I’m not so sure that stores are going to be able to strong-arm consumers into changing their purchasing habits–or need for security–by declining to accept popular new forms of mobile payment. And considering iPhone users tend to have higher incomes, and be more comfortable using their phones and apps for purchases, is that the audience that retailers want to alienate?

Not surprisingly, Apple and Android users are banding together to boycott CurrentC terminals which could actually be a huge silver lining for Google Wallet, which will benefit from Apple customers’ evangelism.

You say CurrentC, I say Betamax.

Betamax Tape: The future of CurrentC payments?

photo: ldedeyan via compfight cc

Also, I say Bloomingdales, Macy’s, Duane Reade, Panera, Whole Foods, Sephora, Staples, and other retailers who I’ll be happy to patronize since they’ll continue to accept multiple forms of secure payment–including Apple Pay.

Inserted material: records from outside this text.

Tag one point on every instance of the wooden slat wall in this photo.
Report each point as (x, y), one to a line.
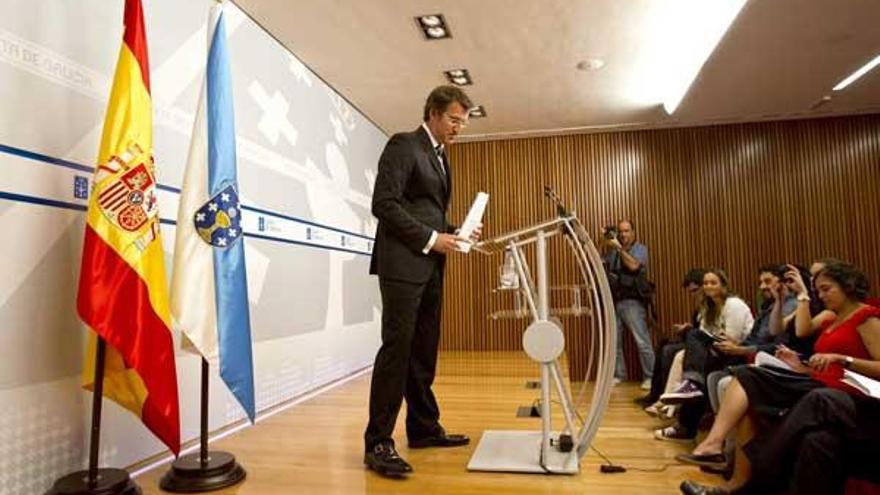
(733, 196)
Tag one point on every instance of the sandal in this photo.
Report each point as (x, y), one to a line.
(673, 433)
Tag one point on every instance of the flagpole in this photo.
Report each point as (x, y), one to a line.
(94, 481)
(206, 470)
(204, 426)
(97, 402)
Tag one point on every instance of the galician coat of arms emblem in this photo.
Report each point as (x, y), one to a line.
(218, 221)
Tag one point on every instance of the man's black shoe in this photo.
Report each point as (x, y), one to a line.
(441, 440)
(645, 401)
(384, 459)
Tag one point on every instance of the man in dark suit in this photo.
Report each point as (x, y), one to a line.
(412, 193)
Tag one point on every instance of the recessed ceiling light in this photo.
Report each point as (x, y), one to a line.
(477, 112)
(459, 77)
(857, 74)
(430, 20)
(433, 26)
(590, 64)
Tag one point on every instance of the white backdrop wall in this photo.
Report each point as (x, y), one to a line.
(306, 166)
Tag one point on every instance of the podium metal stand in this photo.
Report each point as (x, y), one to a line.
(543, 341)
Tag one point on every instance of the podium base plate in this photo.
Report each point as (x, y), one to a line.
(517, 451)
(189, 475)
(111, 481)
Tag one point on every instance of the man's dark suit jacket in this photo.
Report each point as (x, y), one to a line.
(410, 201)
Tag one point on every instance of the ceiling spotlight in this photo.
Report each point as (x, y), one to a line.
(430, 20)
(433, 26)
(590, 64)
(436, 32)
(857, 74)
(459, 77)
(477, 112)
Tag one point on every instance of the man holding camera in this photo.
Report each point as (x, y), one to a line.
(626, 262)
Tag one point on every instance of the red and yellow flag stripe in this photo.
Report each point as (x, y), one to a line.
(122, 289)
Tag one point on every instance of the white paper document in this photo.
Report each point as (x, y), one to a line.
(767, 359)
(472, 220)
(868, 386)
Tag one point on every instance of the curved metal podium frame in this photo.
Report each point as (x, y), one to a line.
(543, 341)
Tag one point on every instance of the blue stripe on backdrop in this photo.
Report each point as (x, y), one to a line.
(51, 160)
(23, 198)
(230, 276)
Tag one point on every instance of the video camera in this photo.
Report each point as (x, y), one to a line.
(609, 232)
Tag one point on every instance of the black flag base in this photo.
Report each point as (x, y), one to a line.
(109, 481)
(189, 474)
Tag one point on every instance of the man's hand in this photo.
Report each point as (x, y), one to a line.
(679, 328)
(447, 243)
(795, 281)
(774, 292)
(477, 234)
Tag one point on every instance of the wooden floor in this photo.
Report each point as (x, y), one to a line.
(316, 447)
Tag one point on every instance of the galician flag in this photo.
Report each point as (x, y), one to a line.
(209, 300)
(123, 295)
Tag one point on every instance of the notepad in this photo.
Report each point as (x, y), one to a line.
(472, 220)
(868, 386)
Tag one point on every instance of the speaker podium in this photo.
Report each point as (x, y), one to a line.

But you know, if anything stands out in my head out of all of this, it’s the allegedly mandatory medical data sharing. I just can’t get past that. Forgive me if I don’t turn over my kids’ birth dates, my mortgage statements, and my pap smear results too, next time I need to refill my tank.

We’ll have more info on MCX, CurrentC,  Apple Pay, and how it all affects you, as info unfolds. 


UPDATE 10/30

-CurrentC beta testers received an email that MCX has already been hacked, and their emails compromised though not their financial information.

-The New York Times revealed that all the retailers signed up for CurrentC will face fines for accepting rival payment options, confirmed by two sources close the company.

-Oddly on the MCX blog, CEO Dekkers Davidson responded to that allegation with a defense of one that wasn’t made. He wrote, “if a merchant decides to stop working with MCX, there are no fines.” (Bold letters theirs.) No one accused MCX of fining merchants who leave the network; only merchants who want to offer multiple options to their customers.

-However in this Tech Crunch article about a 10/29 press conference, MCX contradicts the sources and unequivocally states there never were fines. However, the company did restate that retailers cannot accept Apple Pay if they want to accept CurrentC–after COO Scott Rankin erroneously told Business Insider that retailers could accept both. (Something they now say they may do, “down the road.”

Clearly there is some internal miscommunication at MCX. Or some shuffling going on.

-On Google Play, the CurrentC app for Android currently rates one star, with more than 3,000 reviews.  However it’s doubtful that any of them are actually testing the app–and are more likely voicing concerns over safety.